Some Thoughts on XSL
- Some Thoughts on XSL
- Not Only for Publishing...
- ... but Also for Data
- Where to Now?
- About Pineapplesoft Link
XML Expert Benoît Marchal gives a crash course in XSL, including its uses for web publishing and data management, as well as where XSL is headed in the future.
XSL is the XML Stylesheet Language, one of the numerous standards published by the W3C to support XML. I consider XSL one of major XML standards, along with namespaces and SAX. I rate XSL as major because almost every XML application will need it.
I did a fair amount of XSL work last month: the new XML book, which I am currently writing, explores several advanced XSL techniques. I also gave a customized XSL training for a local company. Finally, I still receive many comments following the "XML Programming for Teams" article I published in last September.
Last but not least, there are almost daily XSL-related announcements: new XSL processors, new formatters and, at long last, XSLFO is close to being final. One of the funniest XSL announcements came from Don Box who wrote a SOAP endpoint in XSL!
Crash Course on XSL
The naming "stylesheet" is very unfortunate. In most cases, a style sheet is a tool to format and publish documents, e.g. Cascading Style Sheet or Word style sheets (now called templates). Not quite with XSL or, to be more correct, XSL is 10% formatting and 90% non-formatting!

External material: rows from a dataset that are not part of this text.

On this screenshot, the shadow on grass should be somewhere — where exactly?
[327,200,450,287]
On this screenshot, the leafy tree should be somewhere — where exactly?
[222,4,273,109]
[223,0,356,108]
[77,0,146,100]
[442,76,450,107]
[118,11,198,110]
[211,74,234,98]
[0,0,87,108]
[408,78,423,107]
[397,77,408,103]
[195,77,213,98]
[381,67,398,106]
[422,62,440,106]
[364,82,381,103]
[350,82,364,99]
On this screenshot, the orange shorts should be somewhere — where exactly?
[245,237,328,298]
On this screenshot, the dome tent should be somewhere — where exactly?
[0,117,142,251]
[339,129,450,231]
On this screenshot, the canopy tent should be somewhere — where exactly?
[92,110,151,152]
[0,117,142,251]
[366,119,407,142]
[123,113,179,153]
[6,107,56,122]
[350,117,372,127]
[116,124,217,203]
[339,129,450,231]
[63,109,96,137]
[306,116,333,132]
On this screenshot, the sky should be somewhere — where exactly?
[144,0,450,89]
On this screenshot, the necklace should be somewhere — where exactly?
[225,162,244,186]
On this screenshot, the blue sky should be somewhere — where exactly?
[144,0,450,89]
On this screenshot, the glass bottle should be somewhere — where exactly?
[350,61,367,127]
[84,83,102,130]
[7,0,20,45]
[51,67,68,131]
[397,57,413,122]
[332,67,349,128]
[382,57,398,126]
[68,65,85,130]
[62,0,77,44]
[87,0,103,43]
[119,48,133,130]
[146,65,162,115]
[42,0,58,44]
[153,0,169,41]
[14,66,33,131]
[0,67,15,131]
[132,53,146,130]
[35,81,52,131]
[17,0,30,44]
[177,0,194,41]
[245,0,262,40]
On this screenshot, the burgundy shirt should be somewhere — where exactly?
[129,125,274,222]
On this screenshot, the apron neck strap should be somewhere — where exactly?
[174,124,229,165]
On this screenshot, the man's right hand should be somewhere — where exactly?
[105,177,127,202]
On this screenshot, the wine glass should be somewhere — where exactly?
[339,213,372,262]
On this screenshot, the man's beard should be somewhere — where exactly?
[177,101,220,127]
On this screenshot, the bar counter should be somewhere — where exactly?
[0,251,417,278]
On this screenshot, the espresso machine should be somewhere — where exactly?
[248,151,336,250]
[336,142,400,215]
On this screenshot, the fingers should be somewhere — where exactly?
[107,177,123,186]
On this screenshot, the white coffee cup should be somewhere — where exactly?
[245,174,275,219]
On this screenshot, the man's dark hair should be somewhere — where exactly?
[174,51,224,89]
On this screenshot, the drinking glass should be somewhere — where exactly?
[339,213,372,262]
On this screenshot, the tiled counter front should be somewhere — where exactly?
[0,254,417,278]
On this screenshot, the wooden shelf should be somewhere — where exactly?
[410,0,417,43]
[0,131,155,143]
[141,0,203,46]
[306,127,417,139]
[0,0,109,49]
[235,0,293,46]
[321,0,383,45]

There are two main aspects in XSL. Firstly XSLT and XPath define a transformation language (the T in XSLT stands for transformation). In other words, it's a tool to take an XML document and transform it in another XML document (although HTML and text are also supported).
Secondly XSLFO (XSL Formatting Objects) is a language to describe mainly printed documents. This part of XSL is what you would expect in a style sheet, it's all about choosing font, boldness and page jumps. However, unlike XSLT and XPath, it's not a standard yet (but soon will be).